What are “Conditions”?

These refer to the responsibilities that both the policyholder and the insurance company must adhere to at all times in order for the insurance policy to remain in place. If it is found that either the policyholder or the insurance company did not meet those responsibilities in a satisfying manner, then the insurance policy would no longer be valid.

What is an “Appraisal”?

An appraisal refers to an estimate of the value of your property, so that the amount owed to you when you make a claim after, say, a house fire, will be proportional to the value of your home. This helps you to be sure that you will be fully compensated in the event of such a loss, but also that the insurance company will not pay out too much.

What is a “Deductible”?

The deductible refers to an amount of money that needs to be paid by the insurance policyholder before their claims money can reach them. A higher deductible level can lead to a cheaper insurance policy, so it is worth ensuring that deductibles on your insurance policy are well suited for you and your financial situation.
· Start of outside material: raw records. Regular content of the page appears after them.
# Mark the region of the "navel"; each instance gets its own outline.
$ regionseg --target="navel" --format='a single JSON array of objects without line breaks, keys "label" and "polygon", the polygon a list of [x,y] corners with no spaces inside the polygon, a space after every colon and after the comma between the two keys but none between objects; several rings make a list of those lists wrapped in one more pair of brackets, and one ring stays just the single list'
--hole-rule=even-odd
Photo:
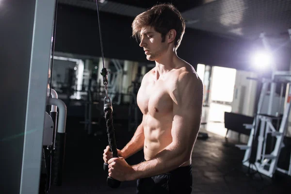
[{"label": "navel", "polygon": [[159,110],[158,110],[157,108],[156,108],[156,107],[154,108],[154,110],[155,111],[155,112],[156,113],[159,113]]}]

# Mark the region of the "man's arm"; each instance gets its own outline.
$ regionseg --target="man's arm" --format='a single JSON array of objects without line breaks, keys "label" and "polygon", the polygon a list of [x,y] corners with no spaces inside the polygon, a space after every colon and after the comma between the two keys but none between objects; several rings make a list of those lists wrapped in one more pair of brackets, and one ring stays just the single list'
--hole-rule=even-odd
[{"label": "man's arm", "polygon": [[203,86],[193,73],[180,76],[171,97],[173,105],[173,142],[152,160],[133,165],[131,179],[149,177],[170,171],[190,159],[199,131]]},{"label": "man's arm", "polygon": [[121,150],[123,158],[126,159],[141,150],[144,147],[144,124],[142,122],[130,141]]}]

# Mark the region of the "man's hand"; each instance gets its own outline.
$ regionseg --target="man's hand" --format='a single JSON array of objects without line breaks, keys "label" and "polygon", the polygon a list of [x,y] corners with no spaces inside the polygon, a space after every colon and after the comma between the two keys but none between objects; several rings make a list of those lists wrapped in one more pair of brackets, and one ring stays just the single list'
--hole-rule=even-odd
[{"label": "man's hand", "polygon": [[135,171],[123,158],[113,158],[108,161],[108,176],[120,181],[133,180]]},{"label": "man's hand", "polygon": [[[103,160],[104,161],[104,162],[107,163],[108,161],[113,157],[112,152],[110,151],[110,147],[109,147],[109,146],[107,146],[105,149],[104,149],[104,152],[103,153]],[[120,157],[123,157],[122,152],[118,149],[117,149],[117,154],[118,154],[118,156]]]}]

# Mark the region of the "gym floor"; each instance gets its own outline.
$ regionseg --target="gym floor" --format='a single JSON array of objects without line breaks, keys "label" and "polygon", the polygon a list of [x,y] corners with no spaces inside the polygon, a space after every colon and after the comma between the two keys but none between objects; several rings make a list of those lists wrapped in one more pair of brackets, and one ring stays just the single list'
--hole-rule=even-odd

What is a “Good Driver Discount”?

Some insurance companies may offer additional good driver discounts which allow ‘good drivers’ to achieve cheaper insurance policies. In order to be eligible for such a discount, you will need to prove that you have had a driver’s license for more than three years and that you have earned no more than 1 point on your license. This is a great incentive for good driving.

What is a “Quote”?

A quote refers to an estimate of the cost of the insurance policy that is provided to the person looking for the insurance policy based on all of the documentation that is provided to the insurance company by the applicant looking for an insurance policy.

What is an “Agent”?

The term ‘Agent’ in the case of insurance, refers to a person who is officially licensed to sell and provide insurance policies while representing the insurance company.

What is a “Policy”?

Policy refers to the written contract that contains all of the important information regarding the insurance that is offered to the applicant. Also known as an insurance policy.

What is a “Policy Limit”?

The maximum amount that a specific policy will pay. Can be impacted by the premium of the policy or the insurance history of the policyholder.

What is “Replacement Cost”?

This refers to the amount that it costs to replace a specific item that is covered by an insurance policy. It is important to note that some insurance companies may only pay out the amount relative to the market value of an item, and not exactly the amount that it would usually cost to replace such an item.

What is “Underwriting”?

Underwriting is basically a rating system that allows the insurance company to determine the insurability of the policyholder. This helps the insurance company to mitigate risks, as they can reject anyone they deem as too risky, ergo, someone who is likely to make frequent claims. This can also be used to help the insurance company to decide on a price for the policy, by ensuring that it is fair and representative of the risk the policyholder could present.

To Conclude

We hope that this has proven useful and that you now feel much better equipped to take on the challenges that the world of insurance can throw at you.